Guru Da dwaar..right...a Gurdwara is just one of the many "doors" to Akaaal purakh.

IF we stick to the difinition of "Guru's House"... we will be following the exact same "false foundation" that GURU NANAK JI dispelled during His MECCA VISIT.  Since Guur Ji has proved that Akaal Purakh does NOT dwell In MEcca alone as the Muslims beleive... then how can we now turn around and say Akaal purakh/Guru Ji dwells in the "Gurdwara"...or that HARIMANDIR SAHIB Amritsar is the Dwelling Place of WAHEGURU.  Do we really need GURU JI to come again and "sleep" with His FEET pointing in the DIRECTION of the Harimandir sahib ??..IF that were to happen..I can see a lot of our Jathedars and High Priests running fast to Pick Up GURU JI and turn him around !!! or even THROW HIM OUT !!!

The "Bippar Brahmin" in Gurmatt has made us think this way. Thats why we have rooms in every Gurdwara called "SACH KHAND"..where GURU JI is supposedly SLEEPING ( and the even more die hard bippars/brahmins among us force this room to be Air-Conditioned/electric fanns, heaters, etc to keep GURU JI cool/warm etc..)  How can the SHABAD GURU ...SLEEP !! How can HE feel cold/warm/angry/sad/happy/hungry.. ?????

WE DO NOT carry any "parsaad" to GURU JI.  The Karrah parsaad is MADE in the Gurdwara Premsies..for distribution among the sangat. (The system at harmandir sahib Amrtisar is NOT as per GURMATT and NOT as per Sikh rehat maryada...it is a blatant MONEY MAKING SCHEME..) This Parsaad of Guur Ji is only distributed to the sangat after Guru ji's Hukm has been taken after Ardass and after Kirpan of  PIRI has been BHET. ( The KIRPAN of MIRI is used in the battlefield to Fight oppression ).

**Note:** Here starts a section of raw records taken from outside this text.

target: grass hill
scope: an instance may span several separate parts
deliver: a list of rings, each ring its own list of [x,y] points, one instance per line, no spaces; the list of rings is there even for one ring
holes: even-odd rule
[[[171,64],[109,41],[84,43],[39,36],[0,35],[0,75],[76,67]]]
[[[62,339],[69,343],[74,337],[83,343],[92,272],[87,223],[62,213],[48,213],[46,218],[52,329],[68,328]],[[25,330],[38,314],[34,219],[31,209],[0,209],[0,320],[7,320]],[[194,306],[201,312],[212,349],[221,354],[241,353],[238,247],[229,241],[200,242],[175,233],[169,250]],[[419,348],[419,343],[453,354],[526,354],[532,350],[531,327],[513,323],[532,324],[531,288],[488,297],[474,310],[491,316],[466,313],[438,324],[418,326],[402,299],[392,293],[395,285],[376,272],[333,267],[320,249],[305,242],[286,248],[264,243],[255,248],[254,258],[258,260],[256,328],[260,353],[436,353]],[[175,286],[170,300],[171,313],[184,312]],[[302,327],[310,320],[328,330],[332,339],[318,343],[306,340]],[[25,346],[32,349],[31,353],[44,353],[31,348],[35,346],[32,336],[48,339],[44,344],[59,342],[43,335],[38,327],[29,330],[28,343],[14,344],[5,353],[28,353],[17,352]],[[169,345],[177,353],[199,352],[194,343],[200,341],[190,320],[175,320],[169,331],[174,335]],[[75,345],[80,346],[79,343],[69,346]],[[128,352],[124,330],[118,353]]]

Also a point to note..As per SIKH REHAT MARYADA ONLy and ONLY KARRAH PARSAAD is to be served in the GURU's DARBAAR....not ladoos, jalebis, patashes, bannanas, coconuts, barfis, gulab jamnoos etc etc etc.  KIRPAN BHET can only be done to Karrah parsaad.

The Karrah parsaad is a Sacred INSTITUTION put in place by GURU JI to Promote EQUALITY and BRABARTA... every one can afford it as it is BASIC.  NOT so ladoos and gulab jamnoos whcih can be expensive and therfore create "unequality"...some poor sikh may feel "obligated' to go into debt to provide the same gulab jamnoos and barfis soem other rich sikh gave out. This Bad habit has already made a mess out of our SIMPLE LANGGAR... Guru ka Langgar used to be roti and daal...the rich have made it to be MENU DRIVEN like in a Five Star Hotel !!! Guur ka Langgar is also one way to promote Unity/Equality/brabarta...as is Pangat.


----------